I answer, first, trust is peace. It is always so; even when it is misplaced we are at rest. The condition of repose for the human heart is that we shall be 'in Christ,' who has said, 'In the world ye shall have tribulation, but in Me ye shall have peace.' And how may I be 'in Him'? Simply by trusting myself to Him. That brings peace with God.
The sinless Son of God has died on the Cross, a sacrifice for the sins of the whole world, for yours and for mine. Let us trust to that, and we shall have peace with God, through our Lord Jesus Christ. And 'in Him' we have, by trust, inward peace, for He, through our faith, controls our whole natures, and Faith leads the lion in a silken leash, like Spenser's Una. Trust in Christ brings peace amid outward sorrows and conflicts. When the pilot comes on board the captain does not leave the bridge, but stands by the pilot's side. His responsibility is past, but his duties are not over. And when Christ comes into my heart, my effort, my judgment, are not made unnecessary, or put on one side. Let Him take the command, and stand beside Him, and carry out His orders, and you will find rest to your souls.
Again, submission is peace. What makes our troubles is not outward circumstances, howsoever afflictive they may be, but the resistance of our spirits to the circumstances. And where a man's will bends and says, 'Not mine but Thine be done,' there is calm. Submission is like the lotion that is applied to mosquito bites -- it takes away the irritation, though the puncture be left. Submission is peace, both as resignation and as obedience.
Communion is peace. You will get no quiet until you live with God. Until He is at your side you will always be moved.

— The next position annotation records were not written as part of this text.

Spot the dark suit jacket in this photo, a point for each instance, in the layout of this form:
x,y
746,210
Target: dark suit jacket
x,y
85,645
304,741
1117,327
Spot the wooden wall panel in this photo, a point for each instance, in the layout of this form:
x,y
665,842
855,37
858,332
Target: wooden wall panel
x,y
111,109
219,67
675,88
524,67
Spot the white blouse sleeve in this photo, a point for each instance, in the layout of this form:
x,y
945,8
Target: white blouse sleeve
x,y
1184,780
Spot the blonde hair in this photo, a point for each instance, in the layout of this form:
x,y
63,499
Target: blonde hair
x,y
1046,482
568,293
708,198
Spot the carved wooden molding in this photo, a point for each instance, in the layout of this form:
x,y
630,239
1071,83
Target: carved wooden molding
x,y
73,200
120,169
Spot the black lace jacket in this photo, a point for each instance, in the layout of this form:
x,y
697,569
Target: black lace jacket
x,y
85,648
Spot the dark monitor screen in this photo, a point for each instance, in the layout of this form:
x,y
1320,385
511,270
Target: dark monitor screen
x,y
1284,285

So, dear friend, fix this in your minds: a life without Christ is a life without peace. Without Him you may have excitement, pleasure, gratified passions, success, accomplished hopes, but peace never! You never have had it, have you? If you live without Him, you may forget that you have not Him, and you can plunge into the world, and so lose the consciousness of the aching void, but it is there all the same. You never will have peace until you go to Him. There is only one way to get it. The Christless heart is like the troubled sea that cannot rest. There is no peace for it. But in Him you can get it for the asking. 'The chastisement of our peace was laid upon Him.' For our sakes He died on the Cross, so making peace. Trust Him as your only hope, Saviour and friend, and the God of peace will 'fill you with all joy and peace in believing.' Then bow your wills to Him in acceptance of His providence, and in obedience to His commands, and so, 'your peace shall be as a river, and your righteousness as the waves of the sea.' Then keep your hearts in union and communion with Him, and so His presence will keep you in perfect peace whilst conflicts last, and, with Him at your side, you will pass through the valley of the shadow of death undisturbed, and come to the true Salem, the city of peace, where they beat their swords into ploughshares, and learn and fear war no more.